Y no son palabras vanas. La historia nos informa de las atrocidades cometidas por el fascismo: campos de concentración, guerras imperialistas, represión sistemática, aniquilación de la disidencia, culto a la obediencia y al líder. Durante décadas, creímos -ilusamente- que era un estadio superado de la humanidad, olvidando que el fascismo no es un accidente histórico, sino una derivación funcional del propio sistema a la que recurre cuando se siente amenazado: porque las urnas no le permiten imponer sus intereses o porque necesita movilizar odios para ocultar sus propias contradicciones o porque el imperativo de controlar recursos, mercados y cuerpos exige guerrear o porque los valores progresistas -la solidaridad, la igualdad, la justicia ecológica, la emancipación-comienzan a cuestionar su lógica de dominación y explotación.

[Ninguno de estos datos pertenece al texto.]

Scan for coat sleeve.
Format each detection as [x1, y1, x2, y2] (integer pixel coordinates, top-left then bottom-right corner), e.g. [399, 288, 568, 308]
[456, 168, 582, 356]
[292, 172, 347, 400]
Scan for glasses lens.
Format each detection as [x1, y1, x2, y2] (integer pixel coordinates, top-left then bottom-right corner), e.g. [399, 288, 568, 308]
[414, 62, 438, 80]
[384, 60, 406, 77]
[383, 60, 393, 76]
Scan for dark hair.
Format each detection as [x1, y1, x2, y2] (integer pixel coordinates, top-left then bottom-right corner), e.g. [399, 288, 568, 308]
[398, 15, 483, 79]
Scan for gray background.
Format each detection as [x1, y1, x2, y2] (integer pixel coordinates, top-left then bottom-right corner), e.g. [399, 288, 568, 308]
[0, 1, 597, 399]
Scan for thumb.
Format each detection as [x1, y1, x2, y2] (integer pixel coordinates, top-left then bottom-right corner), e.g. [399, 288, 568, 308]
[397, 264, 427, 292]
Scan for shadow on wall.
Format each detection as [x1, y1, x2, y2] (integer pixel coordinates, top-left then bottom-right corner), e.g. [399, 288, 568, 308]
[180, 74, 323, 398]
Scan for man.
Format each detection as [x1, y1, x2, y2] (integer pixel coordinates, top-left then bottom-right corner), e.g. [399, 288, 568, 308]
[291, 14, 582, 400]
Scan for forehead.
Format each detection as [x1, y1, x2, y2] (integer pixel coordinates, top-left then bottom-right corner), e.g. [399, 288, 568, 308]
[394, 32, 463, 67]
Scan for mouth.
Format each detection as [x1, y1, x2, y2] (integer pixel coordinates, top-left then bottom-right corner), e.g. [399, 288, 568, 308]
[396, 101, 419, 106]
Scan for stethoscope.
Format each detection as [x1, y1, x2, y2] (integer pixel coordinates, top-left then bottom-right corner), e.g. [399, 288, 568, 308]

Hoy, ese mecanismo está en marcha otra vez. Basta observar el genocidio de Gaza y/o la actuación y pretensiones del líder de la nación más poderosa del mundo, actuando según el parlamentario británico Erd Davis como un “gánster internacional” imponiendo aranceles con bravuconería, menospreciando alianzas multilaterales y el derecho internacional, socavando normas democráticas e impulsando la confrontación como estilo de gobierno. Una estrategia aplaudida por el vasallaje de la derecha y la extrema derecha americana, europea y española, “salva patrias” (más bien “vende patrias”): Orbán, Meloni, Le Pen, Milei, Trump, Bukele, Abascal, Ayuso, Feijoo, Silvia Orriols… cuya admiración por el autoritarismo es tan explícita como peligrosa. Un coro de sumisión trumpista que se perfila como nueva internacional de la reacción, donde la grosería se vende como autenticidad y la agresión, como fuerza.

Y “oído para navegantes”, dejar de lado las “verdades absolutas” (que no existen), los reproches y protagonismos estériles que solo fomentan la fragmentación y facilitan el avance de la reacción. No se trata de renunciar a las diferencias -legítimas y necesarias-, sino de subordinarlas, en este momento histórico, a lo que nos une: la defensa intransigente de la dignidad humana, la libertad, la equidad, la igualdad, la sostenibilidad y la resistencia activa frente al fascismo en sus nuevas y múltiples formas. Recuperando a Federica Montseny, es tiempo de reconocer que, más allá de matices ideológicos o estrategias tácticas, somos antifascistas porque conocemos, con lucidez y memoria, lo que el fascismo representa: una amenaza existencial para la democracia, la convivencia, la tierra y la vida misma.